De straat was geheel verlaten, op een groepje zwerfhonden na. Voor de ramen van een islamitische slagerij waren rolluiken neergelaten. Op de rand van het platte dak zaten grote zeemeeuwen, met ingetrokken hals, in elkaar gedoken. Ze dachten na of sliepen.
Ze zaten nog in de auto, staken een sigaret op. Harry opperde onverwacht: 'Ze zoeken op school iemand voor geschiedenis. Niets voor jou?'
'Nee, mijn broer wilde mij ook in het onderwijs hebben...'
'O, nou ja, ik dacht...'
'En jij gaat daar toch gauw weg...'
'O, dat duurt nog wel eventjes.'
Casper dacht: ik ben blij met deze nieuwe blijk van zijn vriendschap.
Ergens achter de hoge huizen klonk een sirene. Harry Egberts keek zijn vriend glimlachend aan. Ze liepen een smalle donkere zijstraat in, langs blinde muren van pakhuizen, sloegen rechtsaf bij een dode hoek met een schimmige binnenplaats, hoorden in de verte rumoer. Na twee, drie stegen kwamen ze in een bredere straat, waarboven aan onzichtbare draden flikkerende gloeilampen hingen. Het licht van goedkope bars, speelholen en koffiehuizen aan weerszijden verblindde even. In portieken stonden meisjes.
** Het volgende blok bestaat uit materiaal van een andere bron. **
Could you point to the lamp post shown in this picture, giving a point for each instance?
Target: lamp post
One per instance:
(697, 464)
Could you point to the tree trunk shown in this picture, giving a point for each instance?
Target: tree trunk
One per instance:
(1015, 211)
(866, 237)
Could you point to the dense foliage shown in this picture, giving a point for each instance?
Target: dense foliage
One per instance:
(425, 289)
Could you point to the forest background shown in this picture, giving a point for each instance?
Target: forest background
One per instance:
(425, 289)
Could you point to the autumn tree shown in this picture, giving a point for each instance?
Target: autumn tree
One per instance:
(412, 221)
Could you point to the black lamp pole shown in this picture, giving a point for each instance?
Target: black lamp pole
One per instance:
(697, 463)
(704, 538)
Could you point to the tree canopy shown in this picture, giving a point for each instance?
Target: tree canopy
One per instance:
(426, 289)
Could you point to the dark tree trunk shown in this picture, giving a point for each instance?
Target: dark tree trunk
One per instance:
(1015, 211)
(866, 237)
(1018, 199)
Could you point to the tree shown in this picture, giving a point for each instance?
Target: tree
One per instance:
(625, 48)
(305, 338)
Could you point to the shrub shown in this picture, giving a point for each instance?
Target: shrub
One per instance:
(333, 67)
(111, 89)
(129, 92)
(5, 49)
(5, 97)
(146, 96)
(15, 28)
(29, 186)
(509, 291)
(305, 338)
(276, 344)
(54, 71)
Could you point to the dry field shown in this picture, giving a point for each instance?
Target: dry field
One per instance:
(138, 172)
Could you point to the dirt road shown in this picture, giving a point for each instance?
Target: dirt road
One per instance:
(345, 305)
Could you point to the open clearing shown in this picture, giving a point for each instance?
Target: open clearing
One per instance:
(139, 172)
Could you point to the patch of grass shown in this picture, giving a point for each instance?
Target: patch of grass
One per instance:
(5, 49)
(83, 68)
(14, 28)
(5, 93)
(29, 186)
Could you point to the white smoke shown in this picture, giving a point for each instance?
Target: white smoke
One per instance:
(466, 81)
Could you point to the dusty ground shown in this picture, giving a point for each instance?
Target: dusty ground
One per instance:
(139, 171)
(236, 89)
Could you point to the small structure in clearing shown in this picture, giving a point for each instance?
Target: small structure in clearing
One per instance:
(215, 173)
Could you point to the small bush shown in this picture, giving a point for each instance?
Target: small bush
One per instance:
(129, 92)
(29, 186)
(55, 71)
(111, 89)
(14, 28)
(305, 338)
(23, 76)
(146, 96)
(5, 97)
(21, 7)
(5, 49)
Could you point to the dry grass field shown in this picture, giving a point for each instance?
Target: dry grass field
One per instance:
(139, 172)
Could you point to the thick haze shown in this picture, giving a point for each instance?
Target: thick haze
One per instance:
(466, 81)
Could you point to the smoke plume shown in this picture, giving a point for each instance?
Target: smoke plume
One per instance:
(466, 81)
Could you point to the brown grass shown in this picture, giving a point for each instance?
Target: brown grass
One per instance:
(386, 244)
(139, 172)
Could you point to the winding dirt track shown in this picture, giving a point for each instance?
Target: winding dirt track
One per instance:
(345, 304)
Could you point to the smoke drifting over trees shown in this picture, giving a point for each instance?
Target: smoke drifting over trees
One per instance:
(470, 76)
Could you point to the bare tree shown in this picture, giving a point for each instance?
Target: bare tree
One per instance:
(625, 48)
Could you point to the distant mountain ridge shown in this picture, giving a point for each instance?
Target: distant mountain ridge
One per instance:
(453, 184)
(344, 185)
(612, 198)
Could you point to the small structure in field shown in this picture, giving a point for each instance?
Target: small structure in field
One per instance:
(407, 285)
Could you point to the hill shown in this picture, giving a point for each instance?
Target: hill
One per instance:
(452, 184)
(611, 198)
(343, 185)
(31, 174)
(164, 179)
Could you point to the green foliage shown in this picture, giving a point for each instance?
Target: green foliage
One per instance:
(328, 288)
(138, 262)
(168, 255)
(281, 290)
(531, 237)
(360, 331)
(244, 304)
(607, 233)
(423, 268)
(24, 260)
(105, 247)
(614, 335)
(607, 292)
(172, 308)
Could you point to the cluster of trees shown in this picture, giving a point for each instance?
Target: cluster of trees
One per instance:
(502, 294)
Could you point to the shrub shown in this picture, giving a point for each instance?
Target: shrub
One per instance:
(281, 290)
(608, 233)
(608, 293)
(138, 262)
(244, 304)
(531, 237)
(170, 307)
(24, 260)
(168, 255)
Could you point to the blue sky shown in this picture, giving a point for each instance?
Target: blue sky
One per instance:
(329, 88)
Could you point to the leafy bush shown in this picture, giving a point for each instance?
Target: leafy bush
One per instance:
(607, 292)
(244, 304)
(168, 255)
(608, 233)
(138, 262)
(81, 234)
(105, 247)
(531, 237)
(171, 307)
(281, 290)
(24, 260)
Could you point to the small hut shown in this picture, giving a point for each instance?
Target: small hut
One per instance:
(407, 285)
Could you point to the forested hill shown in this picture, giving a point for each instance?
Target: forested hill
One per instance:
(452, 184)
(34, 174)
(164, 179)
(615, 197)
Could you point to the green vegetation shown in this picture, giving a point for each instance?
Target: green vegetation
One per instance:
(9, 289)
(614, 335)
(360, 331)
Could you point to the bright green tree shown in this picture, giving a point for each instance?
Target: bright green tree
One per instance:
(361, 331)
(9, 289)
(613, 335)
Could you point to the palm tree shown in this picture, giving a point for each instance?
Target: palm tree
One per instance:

'Mooie mannen. Kom praten! Ik, niet duur.' Deze straat werd om de honderd meter gekruist door een smallere. Half op het trottoir stonden surveillancewagens van de politie geparkeerd. Op een van de hoeken zag Casper een oud schoolgebouw. De hoge ramen waren geblindeerd of bespannen met grof gaas. Hoog in de voorgevel, vlak onder de dakrand, in reliëf, in grote grijze letters 'RK lagere school voor meisjes. 1902', en vlak boven de hoofdingang, met de hoge stoep van vijf treden en een hekwerk van smeedijzer, een uithangbord met rode neonletters. 'P.la.s d'amo.r'. Verschillende letters waren kapot. Hier leek zich alle drukte te concentreren. Het neon verlichtte een straatnaam: Hoefkade, met in kleine letters de toevoeging 'verbastering van Hofkade'. Aan het einde van de straat liep gelijk met de bovenrand van de huizen de oplopende trambaan. Daarachter, vaag, de schittering van de overkapping van Hollands Spoor. Boven de hele wijk hing een roodachtige gloed die ook de glazen koepel op de school, die de daklijnen leek te bekronen, verlichtte.
'Dat verdomde uithangbord,' mopperde Harry in zichzelf. Hij beschouwde het voormalige schoolgebouw als een soort fataliteit. Toch, toen ze naar binnen gingen en in de centrale hal stonden - de school was een klassieke hallenschool geweest - vanwaar je tot in de koepel, twintig meter hoger, keek en waar water in vijvers klaterde in oude garderobenissen met hoge kunstpal- men, die het geheel een tropisch aanzien gaven, merkte Harry op dat dit nou een schoolgebouw was waar hij zich helemaal thuisvoelde. Ze baanden zich met moeite een weg. Ondanks de drukte was het stil, in tegenstelling tot het lawaai buiten.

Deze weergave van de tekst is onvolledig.